9.22.2012

Bir Yanlışın Hikayesi

Çengelköy sahilde sessizce rüzgarı dinledi.

Sigarasından bir nefes çekip, orta şekerli türk kahvesinden bir yudum aldı. Az önce kapattığı telefonu elinde duruyordu hala. İçinde o telefonu fırlatıp denize atacak bir öfke olmasını dilerdi. Küçük bir kız çocuğunun çaresizliği vardı sadece, bir bunu silememişti yüzünden.

"Benim yaptığım hatayı sakın sen yapma.." demişti telefondaki ses. Bu bir öğütten çok bir itiraftı.
"Başka yol göremiyorum... Hayat devam ediyor, biliyorum. benimki de böyle devam etmeli"
"Ben de öyle düşündüm, aynısını hissettim. Ben..."

Bunları duymak istemiyordu. Adam da duymak istemeyeceğini bildiği için cümlesini bitirmeden sustu, kelimeleri toparladı.
"Yanlış anlama, demek istediğim onu seviyorsun ve onsuz bir hayata alışmanın ne kadar zor olduğunu anlayabiliyorum. Ama mutsuzluğunun üstüne bir hayat kurmak, onu unutmak için.."

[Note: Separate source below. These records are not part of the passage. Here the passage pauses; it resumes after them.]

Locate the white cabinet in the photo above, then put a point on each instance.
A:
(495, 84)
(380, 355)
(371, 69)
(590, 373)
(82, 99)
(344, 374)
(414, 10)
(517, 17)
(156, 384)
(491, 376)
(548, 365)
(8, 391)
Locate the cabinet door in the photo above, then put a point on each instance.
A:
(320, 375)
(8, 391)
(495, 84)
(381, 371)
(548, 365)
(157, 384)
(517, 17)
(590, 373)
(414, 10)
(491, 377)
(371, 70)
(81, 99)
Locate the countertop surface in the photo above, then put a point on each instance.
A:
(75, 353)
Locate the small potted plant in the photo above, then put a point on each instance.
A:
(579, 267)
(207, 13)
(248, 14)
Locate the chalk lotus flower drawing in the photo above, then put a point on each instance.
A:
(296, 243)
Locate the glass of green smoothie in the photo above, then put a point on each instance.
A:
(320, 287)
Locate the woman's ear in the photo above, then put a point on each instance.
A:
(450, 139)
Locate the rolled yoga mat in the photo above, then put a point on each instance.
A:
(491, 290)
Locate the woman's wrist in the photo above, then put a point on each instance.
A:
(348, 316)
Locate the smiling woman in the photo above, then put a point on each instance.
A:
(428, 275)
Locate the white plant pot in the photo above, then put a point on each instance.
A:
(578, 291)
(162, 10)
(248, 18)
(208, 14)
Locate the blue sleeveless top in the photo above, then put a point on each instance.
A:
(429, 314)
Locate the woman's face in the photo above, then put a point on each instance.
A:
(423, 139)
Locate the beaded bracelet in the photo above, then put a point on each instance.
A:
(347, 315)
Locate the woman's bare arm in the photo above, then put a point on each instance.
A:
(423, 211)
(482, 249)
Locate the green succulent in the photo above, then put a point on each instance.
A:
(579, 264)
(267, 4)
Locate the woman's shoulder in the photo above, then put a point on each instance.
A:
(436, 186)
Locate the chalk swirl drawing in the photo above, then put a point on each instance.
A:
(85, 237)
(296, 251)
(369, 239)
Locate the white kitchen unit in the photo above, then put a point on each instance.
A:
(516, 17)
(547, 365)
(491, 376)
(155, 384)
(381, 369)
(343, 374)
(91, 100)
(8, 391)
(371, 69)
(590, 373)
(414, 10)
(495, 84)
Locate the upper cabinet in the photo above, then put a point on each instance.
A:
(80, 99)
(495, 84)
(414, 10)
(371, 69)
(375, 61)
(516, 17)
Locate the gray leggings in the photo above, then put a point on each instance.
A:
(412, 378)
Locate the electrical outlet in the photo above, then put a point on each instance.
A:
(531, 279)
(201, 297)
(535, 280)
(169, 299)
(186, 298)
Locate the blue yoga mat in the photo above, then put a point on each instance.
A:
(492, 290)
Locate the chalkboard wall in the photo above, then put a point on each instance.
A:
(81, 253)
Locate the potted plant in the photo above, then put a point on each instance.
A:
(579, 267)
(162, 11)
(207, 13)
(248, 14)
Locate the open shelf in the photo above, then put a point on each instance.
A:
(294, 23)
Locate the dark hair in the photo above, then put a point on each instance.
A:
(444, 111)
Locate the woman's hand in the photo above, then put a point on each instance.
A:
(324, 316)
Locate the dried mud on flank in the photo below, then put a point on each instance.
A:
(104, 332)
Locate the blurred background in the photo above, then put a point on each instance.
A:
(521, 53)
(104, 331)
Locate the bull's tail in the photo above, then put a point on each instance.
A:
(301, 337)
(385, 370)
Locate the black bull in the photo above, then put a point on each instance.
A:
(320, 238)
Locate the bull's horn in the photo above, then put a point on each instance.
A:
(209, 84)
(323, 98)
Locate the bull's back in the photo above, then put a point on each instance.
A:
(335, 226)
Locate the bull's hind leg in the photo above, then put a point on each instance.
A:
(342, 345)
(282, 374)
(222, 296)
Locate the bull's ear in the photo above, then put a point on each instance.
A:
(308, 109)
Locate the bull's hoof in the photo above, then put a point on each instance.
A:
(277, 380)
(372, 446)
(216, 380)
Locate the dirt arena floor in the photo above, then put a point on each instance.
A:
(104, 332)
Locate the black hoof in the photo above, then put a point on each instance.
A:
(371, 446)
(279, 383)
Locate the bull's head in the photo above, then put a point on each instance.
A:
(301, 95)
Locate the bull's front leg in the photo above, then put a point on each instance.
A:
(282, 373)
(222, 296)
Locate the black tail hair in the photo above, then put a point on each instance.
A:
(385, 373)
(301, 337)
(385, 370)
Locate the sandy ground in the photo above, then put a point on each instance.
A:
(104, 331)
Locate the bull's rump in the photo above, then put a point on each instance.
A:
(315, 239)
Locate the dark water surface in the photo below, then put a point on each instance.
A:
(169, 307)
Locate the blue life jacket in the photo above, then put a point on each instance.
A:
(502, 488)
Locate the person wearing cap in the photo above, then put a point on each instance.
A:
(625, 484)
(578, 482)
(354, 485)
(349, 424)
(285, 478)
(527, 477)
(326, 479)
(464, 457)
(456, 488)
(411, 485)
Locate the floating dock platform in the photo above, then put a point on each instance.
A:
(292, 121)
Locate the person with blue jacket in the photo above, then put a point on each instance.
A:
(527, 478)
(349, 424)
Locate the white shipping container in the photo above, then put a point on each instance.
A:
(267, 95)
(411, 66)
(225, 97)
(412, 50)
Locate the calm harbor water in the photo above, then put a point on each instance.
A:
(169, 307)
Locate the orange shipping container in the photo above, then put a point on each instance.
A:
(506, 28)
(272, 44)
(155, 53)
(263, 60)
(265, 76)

"Ben sadece doğru olanı yapmak istiyorum. Başka birinin doğru insanı olabilirim. " dedi sakince.

Adam güldü. "Evet olabilirsin ve eminim o kişi çok mutlu olur... Senin birini mutlu edemediğini düşünemiyorum bile,.. Onu çok mutlu edersin.. Ama "başkaları" cehennemdir sen kendi cehennemini mi seçeceksin?"

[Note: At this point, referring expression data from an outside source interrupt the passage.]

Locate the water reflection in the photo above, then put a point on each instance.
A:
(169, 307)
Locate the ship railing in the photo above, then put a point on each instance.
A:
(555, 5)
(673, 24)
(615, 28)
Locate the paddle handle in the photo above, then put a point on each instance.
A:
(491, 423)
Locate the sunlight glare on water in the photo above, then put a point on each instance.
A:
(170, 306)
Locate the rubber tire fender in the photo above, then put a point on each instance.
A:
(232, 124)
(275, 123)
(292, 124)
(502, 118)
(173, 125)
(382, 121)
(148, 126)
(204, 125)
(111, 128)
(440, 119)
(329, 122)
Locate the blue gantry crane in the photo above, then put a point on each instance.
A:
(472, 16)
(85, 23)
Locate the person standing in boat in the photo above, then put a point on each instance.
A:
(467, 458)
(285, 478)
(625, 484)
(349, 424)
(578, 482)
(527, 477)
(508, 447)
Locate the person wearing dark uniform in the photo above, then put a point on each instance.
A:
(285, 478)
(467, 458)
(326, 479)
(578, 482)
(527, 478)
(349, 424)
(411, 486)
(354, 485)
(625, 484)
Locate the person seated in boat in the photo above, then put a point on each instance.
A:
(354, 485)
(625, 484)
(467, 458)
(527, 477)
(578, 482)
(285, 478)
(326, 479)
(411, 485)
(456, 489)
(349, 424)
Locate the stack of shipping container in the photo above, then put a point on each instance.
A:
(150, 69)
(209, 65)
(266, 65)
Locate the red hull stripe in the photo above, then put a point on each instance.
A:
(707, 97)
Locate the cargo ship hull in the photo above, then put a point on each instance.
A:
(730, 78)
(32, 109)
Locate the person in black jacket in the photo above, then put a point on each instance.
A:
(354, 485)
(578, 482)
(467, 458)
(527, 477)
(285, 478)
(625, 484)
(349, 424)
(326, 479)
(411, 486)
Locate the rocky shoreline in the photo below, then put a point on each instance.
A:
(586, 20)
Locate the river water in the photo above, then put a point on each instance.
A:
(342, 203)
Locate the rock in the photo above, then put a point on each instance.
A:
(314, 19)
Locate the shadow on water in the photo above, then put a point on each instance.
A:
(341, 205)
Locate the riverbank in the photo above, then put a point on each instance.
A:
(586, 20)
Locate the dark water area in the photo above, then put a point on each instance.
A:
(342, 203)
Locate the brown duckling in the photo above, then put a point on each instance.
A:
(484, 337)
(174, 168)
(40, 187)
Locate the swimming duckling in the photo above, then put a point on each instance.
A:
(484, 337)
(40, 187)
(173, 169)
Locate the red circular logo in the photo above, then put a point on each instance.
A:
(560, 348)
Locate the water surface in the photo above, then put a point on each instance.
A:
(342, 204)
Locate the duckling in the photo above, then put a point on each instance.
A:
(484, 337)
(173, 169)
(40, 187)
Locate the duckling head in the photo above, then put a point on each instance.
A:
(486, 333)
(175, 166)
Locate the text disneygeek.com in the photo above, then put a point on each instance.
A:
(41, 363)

Keşke ona gerçekleri anlatabilseydi. Tanıdığı kimseye anlatamadığı gerçekleri elbette ki ona da anlatamamıştı. Bu telefon görüşmesini daha fazla uzatmak istemiyordu. Çünkü gerçekler acıtır. O'na "Ben hiç sevilmemişim, bunca zaman sevildiğimi sanmışım onca zaman sonra bir telefon konuşmasıyla terk edildim ve dahası senin veya bir başkasının asla aklına gelmeyecek şeyler yaptım. Yalvardım, ağladım defalarca onu aradım ve defalarca cevapsız kaldım. Onun için milyonlarca kez yalanlar söyledim, onu mutlu etmek için her şeyi yaptım, ve sonunda "standart bir mutluluk" uğruna terk edildim."

Bunları söyleseydi telefonun ucundaki adam asla inanmaz ve kendisiyle dalga geçtiğini düşünürdü belki de. Bunların yerine "Aradığın için teşekkürler" dedi kız."Her şey olacağına varır. "

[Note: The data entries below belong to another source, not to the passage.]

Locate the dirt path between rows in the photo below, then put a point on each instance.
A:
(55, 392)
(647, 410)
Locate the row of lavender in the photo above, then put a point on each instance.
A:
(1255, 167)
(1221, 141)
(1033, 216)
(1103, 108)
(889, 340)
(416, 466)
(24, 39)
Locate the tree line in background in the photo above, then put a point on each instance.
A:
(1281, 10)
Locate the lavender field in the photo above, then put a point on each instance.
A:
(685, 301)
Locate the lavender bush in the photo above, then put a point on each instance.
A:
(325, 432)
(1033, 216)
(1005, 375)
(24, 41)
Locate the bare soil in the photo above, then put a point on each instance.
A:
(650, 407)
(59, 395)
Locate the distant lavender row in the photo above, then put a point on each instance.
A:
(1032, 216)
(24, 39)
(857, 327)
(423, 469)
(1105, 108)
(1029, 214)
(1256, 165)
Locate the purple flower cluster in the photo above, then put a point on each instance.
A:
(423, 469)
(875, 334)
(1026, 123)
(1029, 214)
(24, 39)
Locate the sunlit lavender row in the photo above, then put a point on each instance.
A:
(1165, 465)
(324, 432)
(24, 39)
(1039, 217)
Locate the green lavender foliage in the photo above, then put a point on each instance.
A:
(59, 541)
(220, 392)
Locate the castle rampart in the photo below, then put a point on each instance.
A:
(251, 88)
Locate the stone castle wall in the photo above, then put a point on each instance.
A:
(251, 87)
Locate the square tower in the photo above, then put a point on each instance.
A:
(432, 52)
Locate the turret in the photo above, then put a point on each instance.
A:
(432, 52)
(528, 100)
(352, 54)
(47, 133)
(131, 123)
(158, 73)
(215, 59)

Çengelköy sakindi. Hafif bir rüzgar esiyordu. Sigarası sönmüş, kahvesi bitmişti. Her şey değişmişti. Telefonundan sim kartını çıkardı yavaşça. Gülümsedi, kartı denize fırlatırken. Kendi kendine "yanlış yolda yürümek, doğru yolda beklemekten iyidir..."  diye fısıldadı.